Let it be observed that, humanly speaking, this expression of the soul is quite legitimate, for it is most natural and is not defiled as is sin. Is not the love we have mentioned shared by all men? What illegitimacy can there be in loving those of one's family? Hence we know that our Lord is summoning us to overcome the natural, even to denying man's legal right . . . for the sake of God. God wants us to love Him more than our Isaac. It is true that this soul life is given by the Creator; nevertheless, He desires us not to be governed by that life principle. People of the world cannot understand why; only the believer who is losing himself gradually into the life of God can comprehend its meaning. Who can appreciate God's asking Abraham to sacrifice Isaac whom God Himself had first given? Those who apprehend God's heart make no attempt to cling to God-imparted gifts; rather do they desire to rest in God, the Giver of all gifts. God wills for us to be attached to nothing aside from Him, whether it be man or a thing or even something conferred on us by Himself.

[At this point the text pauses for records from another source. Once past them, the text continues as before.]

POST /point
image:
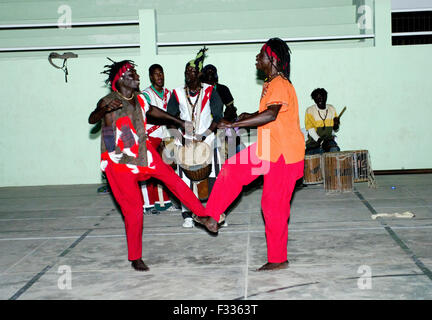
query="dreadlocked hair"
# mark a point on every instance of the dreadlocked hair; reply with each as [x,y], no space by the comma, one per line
[283,52]
[112,69]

Many Christians are quite disposed to leave Ur of the Chaldees, but few there be who can see the need to sacrifice on Mount Moriah what God has given. This is one of the penetrating lessons of faith and relates to our being united with God. He requires His children to forsake everything that they may be wholly His. They must not only rid themselves of whatever they know to be harmful but also yield to the cross whatever is humanly legitimate such as affection in order that they may be entirely under the authority of the Holy Spirit.
Our Lord's demand is most meaningful, for is it not true that human affection is tremendously uncontrollable? Without consigning it to the cross and losing it, affection can become a formidable obstacle to spiritual life. Human feelings change as the world changes. Their easy excitement can occasion a saint to lose his spiritual balance. Their constant disturbance can affect a believer's peace in his spirit. Do not sorrows, moanings, sighs and tears usually result from hurt feelings? If the Lord is not pre-eminent in our affections He can hardly be Lord in other respects. This is a test of spirituality and a measure of its degree. We must accordingly hate our soul life and refuse its affections to have free rein. The Lord's demand differs completely from our natural desire. What was previously loved shall now be hated; and even the organ which generates love, our soul life, must be abhorred as well. Such is the spiritual way. If we verily bear the cross we shall be neither controlled nor influenced by soulical affection but shall be fit to love in the power of the Holy Spirit. Even so did the Lord Jesus love His family while on earth.
The Cross and Self
"Then Jesus told his disciples, 'If any man would come after me, let him deny himself and take up his cross and follow me. For whoever would save his life will lose it, and whoever loses his life for my sake will find it'" (Matt. 16.24-25). Again our Lord is calling His disciples to take up the cross by presenting their soul life to death. Whereas the emphasis in Matthew 10 is the affection of the soul, here in Matthew 16 the self of the soul is brought into view. From the preceding verses we learn that the Lord Jesus was at that time unfolding to His disciples His approaching rendezvous with the cross. Out of his intense love for the Lord Peter blurted out: "Lord, pity Yourself." Peter was mindful of man, urging his Master to spare Himself from the pains of the cross in the flesh. Peter failed to understand how man ought to be mindful of the things of God, even in such a matter as death on a cross. He failed to see that concern for God's will must far exceed the concern for self. His attitude went something like this: "Though by dying on the cross one shall obey God's will and fulfill God's purpose, yet ought not one to think of himself? Should he not be mindful of the pain he will have to bear? Lord, pity Yourself!"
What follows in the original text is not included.